Psychology lesson: Assessing the risks to a trade.

As part of any trading strategy, it is essential to be aware of and assess the risks to a potential trade. When trading forex, I consider two types of risk.

1: The financial risk.

2: A particular cause for a trade to stop out.

Assessing the financial risk is fairly simple. It's a case of deciding a percentage amount of the account to risk. Then setting the lot size accordingly. The general suggestion when placing Forex trades it to risk 1% on every trade. If you then implement a risk / reward ratio of 1.5:1. You can lose half your trades and still make money over the course of a year.

1% is a general recommendation (especially for new traders) but as you gain more experience, you can slightly raise your risk percentage, perhaps to 1.5%. And continue gradually raising, in small increments, up to 2% or possibly even 2.5%. Personally, I wouldn't go above 2.5%, simply because if you lose four trades in a row, which is very feasible, all of a sudden, that's 10% of the account gone. That is a big psychological blow, which could cause you to make emotional decisions.

It is important to risk the same % amount for a set number of trades, this allows the mathematics of a higher risk reward ratio to work.

Assessing the potential risks in terms of a trade stopping out is a little more complicated.

There are always many potential reasons a trade could stop out, profit taking, price reversal from strong resistance, or a fresh catalyst occurs in the opposite direction of your trade, such as a data release, political statement or world event.

Each trade I take I ask myself the question: if this trade stops out, would I still say I should have taken it?

Trading is all about making good decisions in the moment and please excuse the sports analogy, but if I was a betting man and Real Madrid were playing Accrington Stanley. I would pick Real Madrid to win, but if during the game, Madrid had four players sent off and Accrington Stanley won 1-0. If you put me back in the moment before the game, I would still say picking Real Madrid to win was a good decision.

In trading terms: if the GBP reports excellent GDP data and strengthens considerably Vs the USD. But there is only a few pips up to a strong daily resistance point. I would suggest it's a 'good decision' to wait for the resistance to be broken before having confidence the GBP strength will continue. If the price does ultimately break through the resistance, it will look like you should have traded it. But I would still say it was a 'good decision' to wait for daily resistance to be broken.

Conversely, if you think the GBP momentum can continue and there is no strong resistance ahead. You take a 'long' GBP trade, But the GBP strength reverses due an unforeseen comment from a B.O.E member and the trade stops out. I would suggest that at the time you took the trade it was a 'good decision'.

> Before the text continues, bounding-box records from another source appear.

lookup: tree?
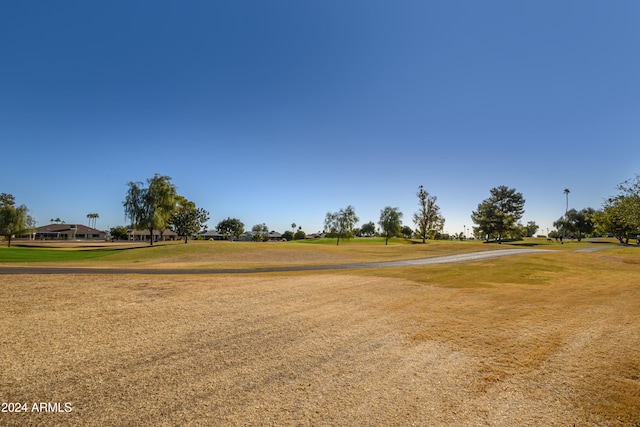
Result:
[413,185,444,243]
[594,175,640,244]
[471,185,525,243]
[216,218,244,241]
[324,205,359,246]
[525,221,540,237]
[122,174,176,245]
[553,208,596,242]
[109,225,127,240]
[87,213,100,228]
[378,206,402,245]
[169,196,209,244]
[251,223,269,242]
[282,230,294,242]
[0,193,35,247]
[360,221,376,237]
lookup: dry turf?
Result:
[0,250,640,426]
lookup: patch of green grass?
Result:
[0,247,118,262]
[347,252,572,288]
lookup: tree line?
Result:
[0,174,640,246]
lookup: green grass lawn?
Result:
[0,238,620,268]
[0,246,117,263]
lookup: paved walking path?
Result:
[0,249,554,274]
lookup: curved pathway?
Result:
[0,249,554,274]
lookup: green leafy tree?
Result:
[471,185,525,243]
[169,196,209,244]
[525,221,540,237]
[360,221,376,237]
[216,218,244,241]
[251,223,269,242]
[282,230,295,242]
[109,225,127,240]
[0,193,35,247]
[413,185,444,243]
[378,206,402,245]
[553,208,596,241]
[87,213,100,228]
[122,174,177,245]
[324,205,359,246]
[594,175,640,244]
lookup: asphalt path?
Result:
[0,248,556,274]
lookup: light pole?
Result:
[562,188,571,238]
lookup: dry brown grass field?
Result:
[0,245,640,426]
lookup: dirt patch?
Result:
[0,273,640,426]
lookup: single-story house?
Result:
[127,228,178,242]
[33,224,107,240]
[196,230,227,240]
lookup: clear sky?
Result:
[0,0,640,233]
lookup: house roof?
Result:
[127,228,178,236]
[36,224,103,234]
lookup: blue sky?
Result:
[0,0,640,233]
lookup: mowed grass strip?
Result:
[0,239,614,269]
[0,250,640,426]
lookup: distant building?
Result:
[127,228,178,242]
[33,224,107,240]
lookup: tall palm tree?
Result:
[87,213,100,228]
[562,188,571,241]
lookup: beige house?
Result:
[127,228,178,242]
[33,224,107,240]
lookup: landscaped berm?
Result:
[0,241,640,426]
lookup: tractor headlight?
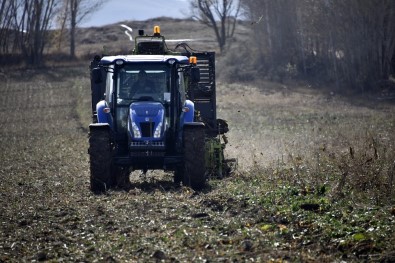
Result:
[132,121,141,138]
[154,122,162,138]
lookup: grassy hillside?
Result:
[0,20,395,262]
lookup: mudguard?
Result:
[180,100,195,128]
[96,100,113,129]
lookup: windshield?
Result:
[117,63,170,104]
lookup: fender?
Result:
[96,100,113,129]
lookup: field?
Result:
[0,18,395,262]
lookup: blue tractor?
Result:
[89,27,229,193]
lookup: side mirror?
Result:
[91,68,103,84]
[191,67,200,83]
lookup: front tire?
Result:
[88,129,115,194]
[182,126,206,191]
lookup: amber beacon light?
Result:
[154,26,160,36]
[189,56,197,65]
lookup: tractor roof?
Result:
[100,55,189,65]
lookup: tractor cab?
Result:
[89,27,232,192]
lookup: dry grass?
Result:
[0,17,395,262]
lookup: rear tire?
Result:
[88,129,115,194]
[182,126,206,191]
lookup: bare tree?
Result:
[65,0,104,57]
[242,0,395,92]
[191,0,240,53]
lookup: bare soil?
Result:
[0,17,395,262]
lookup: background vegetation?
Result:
[0,1,395,262]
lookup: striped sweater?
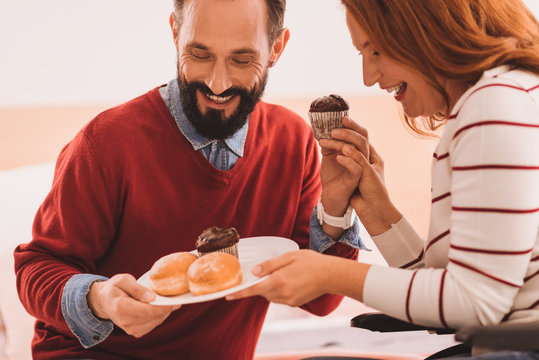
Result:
[364,66,539,328]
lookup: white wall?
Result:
[0,0,539,106]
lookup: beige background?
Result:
[0,96,433,234]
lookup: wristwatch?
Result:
[316,200,355,229]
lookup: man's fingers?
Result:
[111,274,155,303]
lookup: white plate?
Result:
[137,236,299,305]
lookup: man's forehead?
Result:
[180,0,268,52]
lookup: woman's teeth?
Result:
[386,82,406,95]
[206,94,232,104]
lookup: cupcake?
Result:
[309,94,350,140]
[195,226,240,257]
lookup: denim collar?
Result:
[167,79,249,157]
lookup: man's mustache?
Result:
[189,81,249,97]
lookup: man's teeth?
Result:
[206,94,232,104]
[386,82,406,94]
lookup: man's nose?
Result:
[206,60,232,95]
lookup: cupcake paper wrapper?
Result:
[197,244,238,258]
[309,110,348,140]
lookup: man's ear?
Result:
[270,28,290,66]
[168,13,179,51]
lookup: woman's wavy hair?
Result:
[341,0,539,135]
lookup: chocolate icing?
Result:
[309,94,350,112]
[195,226,240,252]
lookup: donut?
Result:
[187,252,243,295]
[150,252,198,296]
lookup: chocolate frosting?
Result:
[309,94,350,112]
[195,226,240,252]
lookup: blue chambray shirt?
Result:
[62,79,367,349]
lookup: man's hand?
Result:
[320,117,370,240]
[88,274,180,338]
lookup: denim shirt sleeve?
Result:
[309,207,370,253]
[62,274,114,349]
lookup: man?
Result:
[15,0,360,359]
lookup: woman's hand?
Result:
[320,117,369,240]
[88,274,181,337]
[343,141,402,236]
[226,250,370,306]
[320,118,402,239]
[320,117,370,216]
[226,250,334,306]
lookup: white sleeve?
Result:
[363,79,539,328]
[372,216,425,268]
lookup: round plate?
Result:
[137,236,299,305]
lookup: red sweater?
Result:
[15,89,356,359]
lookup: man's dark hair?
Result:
[174,0,286,46]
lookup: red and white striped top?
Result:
[364,66,539,328]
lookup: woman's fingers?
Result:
[226,251,296,300]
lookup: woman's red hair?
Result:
[342,0,539,134]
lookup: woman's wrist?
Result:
[357,202,402,236]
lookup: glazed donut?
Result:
[150,252,198,296]
[187,252,243,295]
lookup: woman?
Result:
[229,0,539,356]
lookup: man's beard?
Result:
[178,70,268,140]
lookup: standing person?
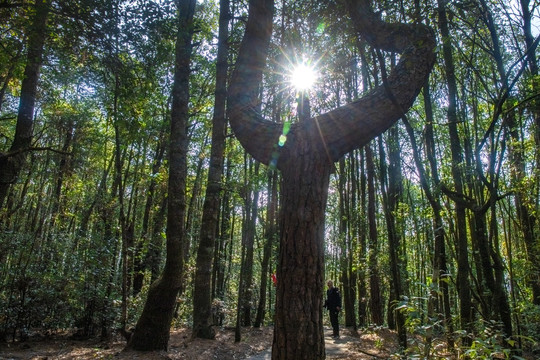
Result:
[324,280,341,339]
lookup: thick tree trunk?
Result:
[228,0,435,359]
[127,0,196,351]
[365,145,384,325]
[272,143,333,359]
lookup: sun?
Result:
[290,63,317,91]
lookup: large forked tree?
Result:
[228,0,435,359]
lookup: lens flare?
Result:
[291,64,317,91]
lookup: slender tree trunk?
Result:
[0,0,50,208]
[358,151,368,327]
[511,0,540,305]
[437,0,473,345]
[365,145,384,325]
[133,132,165,296]
[192,0,229,339]
[127,0,196,350]
[380,126,407,349]
[253,171,278,328]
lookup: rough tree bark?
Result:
[228,0,435,359]
[192,0,229,339]
[127,0,196,351]
[0,0,50,208]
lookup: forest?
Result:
[0,0,540,359]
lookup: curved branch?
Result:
[315,0,436,161]
[228,0,435,168]
[227,0,281,164]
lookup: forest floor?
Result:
[0,327,532,360]
[0,327,396,360]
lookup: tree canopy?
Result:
[0,0,540,358]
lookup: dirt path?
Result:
[247,327,386,360]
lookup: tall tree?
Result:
[228,0,435,359]
[437,0,473,343]
[127,0,196,351]
[193,0,229,339]
[0,0,51,208]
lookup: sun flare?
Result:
[291,64,317,91]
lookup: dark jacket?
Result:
[324,287,341,311]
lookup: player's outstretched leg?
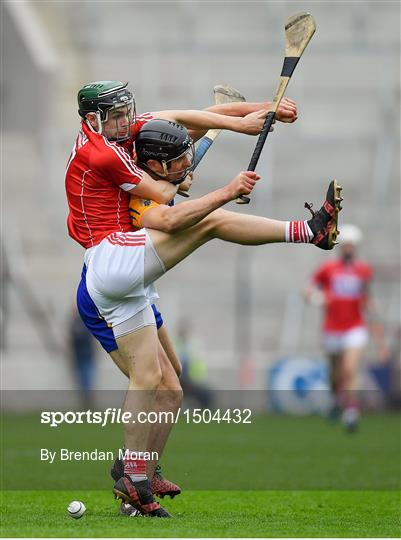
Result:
[305,180,343,249]
[145,180,342,274]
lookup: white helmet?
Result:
[339,224,363,246]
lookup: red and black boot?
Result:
[113,475,172,518]
[305,180,343,249]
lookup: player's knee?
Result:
[158,386,184,410]
[201,209,222,238]
[131,366,162,390]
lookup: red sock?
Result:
[285,221,313,244]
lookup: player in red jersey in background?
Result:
[306,225,387,431]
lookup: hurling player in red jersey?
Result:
[65,81,296,248]
[85,119,341,517]
[306,225,386,431]
[66,81,296,515]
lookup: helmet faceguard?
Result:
[78,81,136,141]
[135,120,195,184]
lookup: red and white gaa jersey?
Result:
[65,113,153,248]
[313,259,372,332]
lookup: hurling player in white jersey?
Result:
[85,120,341,517]
[66,81,296,516]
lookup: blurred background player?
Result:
[305,224,388,431]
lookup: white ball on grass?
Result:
[67,501,86,519]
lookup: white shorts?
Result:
[323,326,368,353]
[85,229,163,327]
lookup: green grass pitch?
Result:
[1,413,401,538]
[2,491,401,538]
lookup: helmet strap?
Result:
[85,111,103,135]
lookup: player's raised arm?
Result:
[205,98,298,123]
[152,109,268,135]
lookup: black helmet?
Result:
[135,119,195,184]
[135,120,193,165]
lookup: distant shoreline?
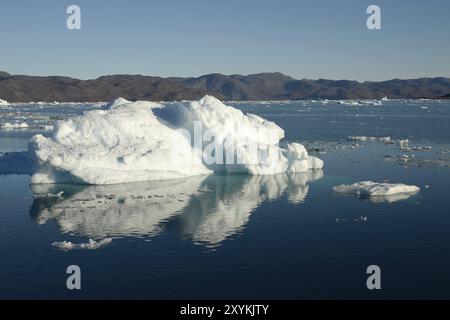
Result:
[0,72,450,103]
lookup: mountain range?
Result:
[0,71,450,102]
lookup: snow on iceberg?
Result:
[30,96,323,185]
[333,181,420,200]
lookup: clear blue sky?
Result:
[0,0,450,81]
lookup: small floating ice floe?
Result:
[348,136,391,143]
[34,191,64,199]
[333,181,420,202]
[0,122,28,129]
[52,238,112,250]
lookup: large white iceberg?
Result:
[30,96,323,184]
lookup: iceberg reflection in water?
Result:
[30,170,323,247]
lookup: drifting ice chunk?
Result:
[52,238,112,250]
[333,181,420,197]
[348,136,391,142]
[30,96,323,184]
[0,122,28,129]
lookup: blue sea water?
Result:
[0,100,450,299]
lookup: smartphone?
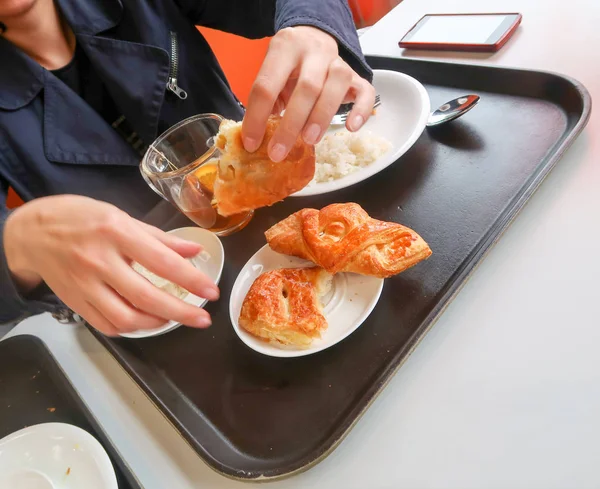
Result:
[399,13,522,52]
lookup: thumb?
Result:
[140,222,202,258]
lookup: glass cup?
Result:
[140,114,253,236]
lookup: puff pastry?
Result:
[239,267,332,348]
[265,203,431,278]
[214,116,315,217]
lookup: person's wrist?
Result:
[3,204,42,292]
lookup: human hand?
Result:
[242,26,375,162]
[4,195,219,336]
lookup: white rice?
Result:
[131,262,189,299]
[312,129,392,183]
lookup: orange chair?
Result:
[198,27,270,104]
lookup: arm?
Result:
[0,179,64,324]
[175,0,372,81]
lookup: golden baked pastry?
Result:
[239,267,332,348]
[214,116,315,217]
[265,203,431,278]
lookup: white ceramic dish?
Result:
[293,70,431,197]
[229,245,383,357]
[120,227,225,338]
[0,423,118,489]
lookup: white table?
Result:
[4,0,600,489]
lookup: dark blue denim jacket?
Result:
[0,0,371,323]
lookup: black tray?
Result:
[90,58,591,480]
[0,335,141,489]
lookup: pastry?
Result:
[214,116,315,217]
[239,267,332,348]
[265,203,431,278]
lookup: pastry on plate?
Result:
[265,203,431,278]
[239,267,332,348]
[214,116,315,217]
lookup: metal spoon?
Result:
[427,95,479,127]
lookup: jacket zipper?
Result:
[167,31,187,100]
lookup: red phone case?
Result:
[398,12,523,53]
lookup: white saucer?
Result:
[229,245,383,357]
[293,70,431,197]
[120,227,225,338]
[0,423,118,489]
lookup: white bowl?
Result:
[120,227,225,338]
[0,423,118,489]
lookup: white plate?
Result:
[229,245,383,357]
[293,70,431,197]
[119,227,225,338]
[0,423,118,489]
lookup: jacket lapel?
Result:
[44,0,170,165]
[78,35,170,144]
[44,68,140,165]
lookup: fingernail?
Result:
[192,316,212,328]
[201,287,220,301]
[350,115,365,131]
[244,137,259,153]
[304,123,321,144]
[270,143,287,163]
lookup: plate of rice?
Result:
[294,70,431,197]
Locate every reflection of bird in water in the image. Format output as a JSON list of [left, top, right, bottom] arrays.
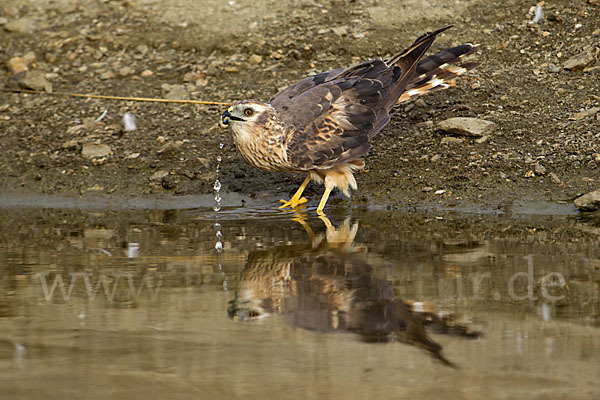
[[228, 219, 477, 365]]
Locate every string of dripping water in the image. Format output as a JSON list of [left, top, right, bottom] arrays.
[[213, 140, 225, 211], [213, 135, 227, 291]]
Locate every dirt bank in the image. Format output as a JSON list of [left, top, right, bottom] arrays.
[[0, 0, 600, 208]]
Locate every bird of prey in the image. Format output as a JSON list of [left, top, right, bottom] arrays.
[[220, 27, 478, 215], [227, 217, 480, 366]]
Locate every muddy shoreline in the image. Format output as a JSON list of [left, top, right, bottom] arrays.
[[0, 0, 600, 210]]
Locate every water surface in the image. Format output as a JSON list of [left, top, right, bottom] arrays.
[[0, 208, 600, 399]]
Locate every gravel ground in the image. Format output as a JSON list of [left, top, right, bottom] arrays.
[[0, 0, 600, 208]]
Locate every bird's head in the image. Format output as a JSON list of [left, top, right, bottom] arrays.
[[219, 100, 272, 131]]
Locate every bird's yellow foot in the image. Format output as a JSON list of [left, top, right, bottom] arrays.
[[279, 197, 308, 208]]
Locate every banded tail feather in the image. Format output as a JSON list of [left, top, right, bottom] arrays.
[[396, 43, 479, 104]]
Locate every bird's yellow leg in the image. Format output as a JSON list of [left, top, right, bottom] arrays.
[[279, 175, 310, 208], [317, 187, 331, 215]]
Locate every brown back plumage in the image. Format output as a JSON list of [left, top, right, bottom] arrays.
[[270, 27, 477, 170]]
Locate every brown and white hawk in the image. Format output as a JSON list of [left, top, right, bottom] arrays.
[[220, 27, 478, 214]]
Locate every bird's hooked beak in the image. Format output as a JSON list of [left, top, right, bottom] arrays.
[[219, 107, 245, 128]]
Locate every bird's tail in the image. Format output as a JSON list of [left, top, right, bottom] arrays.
[[397, 43, 479, 103], [384, 26, 451, 110]]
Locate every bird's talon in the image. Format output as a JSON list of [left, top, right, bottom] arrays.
[[279, 197, 308, 208]]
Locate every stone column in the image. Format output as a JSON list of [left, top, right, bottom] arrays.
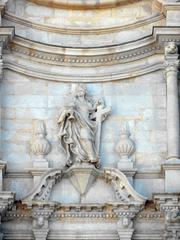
[[165, 42, 180, 159], [163, 42, 180, 192], [32, 207, 54, 240], [0, 191, 15, 240], [154, 193, 180, 240]]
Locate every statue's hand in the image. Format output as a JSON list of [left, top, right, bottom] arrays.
[[97, 98, 104, 106]]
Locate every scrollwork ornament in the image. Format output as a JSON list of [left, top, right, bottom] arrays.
[[165, 42, 178, 54]]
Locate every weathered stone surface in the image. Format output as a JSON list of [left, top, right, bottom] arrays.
[[0, 0, 180, 240]]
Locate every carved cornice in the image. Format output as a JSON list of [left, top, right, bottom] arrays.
[[11, 37, 162, 67], [4, 201, 143, 220], [0, 27, 15, 48], [22, 166, 146, 206], [0, 191, 15, 215], [3, 55, 164, 83], [6, 27, 180, 67], [153, 193, 180, 212], [3, 27, 180, 82], [29, 0, 161, 10], [3, 11, 165, 35]]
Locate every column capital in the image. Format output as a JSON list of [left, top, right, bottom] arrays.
[[165, 57, 180, 73], [165, 42, 179, 73]]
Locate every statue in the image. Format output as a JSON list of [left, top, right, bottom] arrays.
[[58, 84, 111, 167]]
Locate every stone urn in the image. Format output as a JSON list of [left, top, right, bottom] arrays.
[[115, 123, 135, 169], [31, 120, 51, 164]]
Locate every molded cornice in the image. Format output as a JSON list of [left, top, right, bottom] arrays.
[[3, 12, 165, 35], [4, 27, 180, 82], [29, 0, 162, 10]]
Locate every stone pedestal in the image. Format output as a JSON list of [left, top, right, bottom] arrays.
[[0, 191, 15, 240], [165, 42, 180, 159], [162, 42, 180, 192], [0, 161, 6, 191], [67, 164, 99, 199], [118, 229, 134, 240], [28, 167, 50, 185], [154, 193, 180, 240], [33, 229, 49, 240], [162, 159, 180, 193]]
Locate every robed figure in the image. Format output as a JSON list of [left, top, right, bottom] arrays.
[[58, 85, 111, 167]]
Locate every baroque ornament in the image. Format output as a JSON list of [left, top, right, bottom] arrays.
[[58, 84, 111, 167], [116, 122, 135, 161], [31, 120, 51, 161]]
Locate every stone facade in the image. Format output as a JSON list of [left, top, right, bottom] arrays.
[[0, 0, 180, 240]]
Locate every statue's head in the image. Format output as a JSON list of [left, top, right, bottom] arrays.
[[76, 84, 87, 97]]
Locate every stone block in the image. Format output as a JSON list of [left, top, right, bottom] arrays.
[[162, 158, 180, 193]]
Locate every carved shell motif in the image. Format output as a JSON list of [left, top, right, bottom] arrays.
[[116, 122, 135, 160], [31, 120, 51, 156]]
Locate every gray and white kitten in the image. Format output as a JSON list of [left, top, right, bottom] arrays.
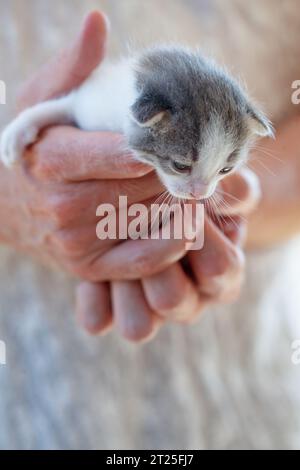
[[0, 47, 272, 199]]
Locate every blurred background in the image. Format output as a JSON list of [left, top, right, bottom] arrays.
[[0, 0, 300, 449]]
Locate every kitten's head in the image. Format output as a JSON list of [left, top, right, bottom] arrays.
[[128, 48, 272, 199]]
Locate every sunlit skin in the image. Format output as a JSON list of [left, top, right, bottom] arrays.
[[0, 13, 268, 341]]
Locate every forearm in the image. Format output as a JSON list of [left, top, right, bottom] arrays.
[[248, 116, 300, 248]]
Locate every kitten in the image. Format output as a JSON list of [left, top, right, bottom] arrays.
[[0, 47, 272, 199]]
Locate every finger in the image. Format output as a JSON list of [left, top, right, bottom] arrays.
[[86, 229, 195, 281], [76, 282, 112, 335], [187, 219, 244, 302], [216, 168, 261, 215], [26, 126, 153, 182], [112, 281, 162, 342], [214, 216, 248, 246], [142, 263, 205, 321], [18, 11, 107, 110]]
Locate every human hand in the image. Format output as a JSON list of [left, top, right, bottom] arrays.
[[76, 170, 260, 341], [0, 13, 195, 281]]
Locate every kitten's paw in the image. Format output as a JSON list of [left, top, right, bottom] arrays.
[[0, 119, 38, 167]]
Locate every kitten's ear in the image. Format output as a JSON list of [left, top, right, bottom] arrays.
[[248, 108, 274, 137], [131, 94, 170, 127]]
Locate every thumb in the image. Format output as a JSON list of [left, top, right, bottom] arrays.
[[18, 11, 108, 110]]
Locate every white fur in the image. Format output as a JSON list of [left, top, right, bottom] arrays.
[[0, 59, 136, 167]]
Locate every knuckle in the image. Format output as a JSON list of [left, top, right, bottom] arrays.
[[55, 230, 85, 258], [121, 325, 154, 343], [152, 289, 184, 313], [131, 251, 159, 276], [67, 259, 94, 281]]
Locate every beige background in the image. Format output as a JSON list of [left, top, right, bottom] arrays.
[[0, 0, 300, 449]]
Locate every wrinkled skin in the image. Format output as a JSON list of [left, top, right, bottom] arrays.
[[0, 12, 259, 341]]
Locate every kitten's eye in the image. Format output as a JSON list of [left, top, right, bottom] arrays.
[[172, 162, 191, 173], [220, 166, 233, 175]]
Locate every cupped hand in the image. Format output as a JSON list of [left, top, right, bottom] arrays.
[[76, 169, 260, 341]]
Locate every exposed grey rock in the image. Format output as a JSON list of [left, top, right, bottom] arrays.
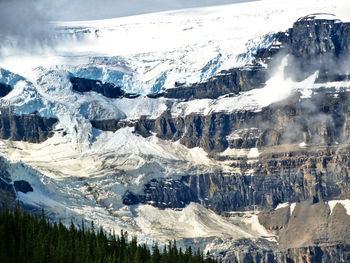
[[0, 83, 12, 98], [13, 180, 33, 194], [0, 108, 57, 143]]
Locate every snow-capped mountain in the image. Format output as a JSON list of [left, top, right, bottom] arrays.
[[0, 0, 350, 262]]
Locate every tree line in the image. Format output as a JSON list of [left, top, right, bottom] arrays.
[[0, 206, 217, 263]]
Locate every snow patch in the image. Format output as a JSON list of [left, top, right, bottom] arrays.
[[275, 202, 289, 210], [328, 199, 350, 215]]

In conclusion, sometimes you'll note a risk but think the move is powerful enough to negate it. And sometimes you'll think the risk is too big to take the trade. But if you can consistently make 'good decisions' even though in hindsight it may look like it was the wrong decision, it was the right decision in that moment.

And if you couple 'good decisions' with strict financial management (1% every trade, higher risk reward ratio) over time, those decisions will work in your favour and over a 12 month period, the account will ultimately end up in profit.